‘Dallas': Viva J.R. o cómo los malos siempre molan más

| 25 junio, 2012 | 0 Comentarios

Confieso, no la vi el día de su estreno la semana pasada. Afortunadamente, las buenas gentes de TNT optaron por repetir anoche los dos primeros episodios antes de estrenar el tercero, así que ahí estaba yo para cazar la nueva Dallas, que me tenía de lo más intrigada.

Larry Hagman, J.R. en Dallas

Larry Hagman, J.R. en 'Dallas'

Veamos: una es mayor, pero tampoco tanto. Yo recuerdo aquella época en la que los culebrones yanquis por excelencia (véase: Dinastía, Los Colby, Falcon Crest, Dallas…) eran lo más y todo el mundo estaba enganchado. Pero no recuerdo muy bien qué es lo que pasaba en cada cual. Eso sí, tengo clarísimo que mi favorito era J.R. y que mi madre me miraba de medio lado murmurando algo así como que yo siempre prefería a los personajes retorcidos. Claro que también me decía que no era normal que me chiflaran las películas de vaqueros y que si morían todos no pasaba nada, pero si alguien daba una patada a un perro o maltrataba a un caballo, la niña se deshacía en lágrimas y gritaba a la pantalla exigiendo -claro está- la muerte lenta y dolorosa del tipo en cuestión. Hay madres que no comprenden que una tiene ideas avanzadas para la época.

A lo que vamos: que me reafirmo y digo que lo mejor de la nueva Dallas sigue siendo lo mismo. Esto es, J.R. Que yo estaba decidida a aceptar a la nueva generación y tal, pero a John Ross le falta un hervor. O diez. Vaya dos pánfilos de hijos y heredelos tienen los Ewing. Menos mal que parece que estamos en proceso de afinar el colmillo revirao del que debería ser el nuevo villano, que si no la hubiera dado por perdida. Por supuesto, acierto indiscutible el recuperar a los clásicos.

Para hacerlo más fácil y no liarme demasiado, he hecho una lista de 10 cosas interesantes que se me pasaron por la cabeza durante el visionado de Dallas:

1.- Toma ya, Don’t mess with Texas. Aquí descubres que hay alguien en tu casa en medio de la noche, te metes debajo de la cama y cazas móvil para llamar a la poli; allí echan mano de escopeta de caza y echan al intruso a tiros. Eso sí es una buena medida para reducir la criminalidad y lo demás, tonterías.

Josh Henderson es John Ross

Josh Henderson

2.- La más grande, la de J.R., claro.
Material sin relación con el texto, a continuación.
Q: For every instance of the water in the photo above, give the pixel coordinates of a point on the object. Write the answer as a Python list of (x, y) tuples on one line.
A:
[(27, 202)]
La hebilla, digo, que ya estamos sacando las cosas de contexto.

3.- Aquí, el amor no tiene nada que ver con la fidelidad. Te quiero una jartá, cari, pero la carne es débil y es que a los Ewing nos acosan las mujeres, ya lo siento. Panda golfos…

4.- La mejor forma de sentirte parte de la familia es aprenderte las recetas de la abuela. Que digo yo que a lo mejor el objetivo real es cebarlos para que dejen de ser tan atractivos para las acosadoras que los persiguen o algo.

5.- Estamos en el estado de la estrella solitaria, amigos. A ver cuántas estrellas descubrís, ya veréis como unas cuantas.

6.- El estadio de los Dallas Cowboys es un sitio ideal para pasear. Y nada de terracitas del Bernabéu: aquí bajamos al césped, que mola más. No sé si habrá que apuntárselo para próximas visitas o sólo tienen acceso free los millonarios locales.

7.- Bobby sigue siendo un triste: tanto seamos felices, seamos buenos hermanos, vivamos en armonía… ¿qué quieres, cargarte la serie? Menos mal que tenemos a los que maquinan y enredan que, si es por ti, nos morimos de aburrimiento. Puag. A La casa de la pradera con él.

8.- La nueva señora de Chris (el jardinero de Mujeres desesperadas, por más que le fastidie que le recuerden de dónde viene) es una ñoña. O espabila o a mi que muere o algo.

9.- … Menos mal que el hermano es un pistolero y se van a enterar todos de lo que vale un peine. Aunque puestos a chulería desenfundando, sigo quedándome con Raylan Givens (Justified, por si alguien se me pierde).

10.- ¿Por qué John Ross es mucho mejor que Christopher? Pues entre otras cosas porque al segundo le pega mucho más estar en una playa californiana luciendo palmito. Deja las cosas a los que saben, que el Stetson y las botas las llevar mucho mejor tu primo. Será porque es DE VERDAD de Dallas, pipiolo. Y encima tiene un ojo verde y otro azul, supera eso.

Mmmm. Vale, sí: ya tengo favorito, lo admito.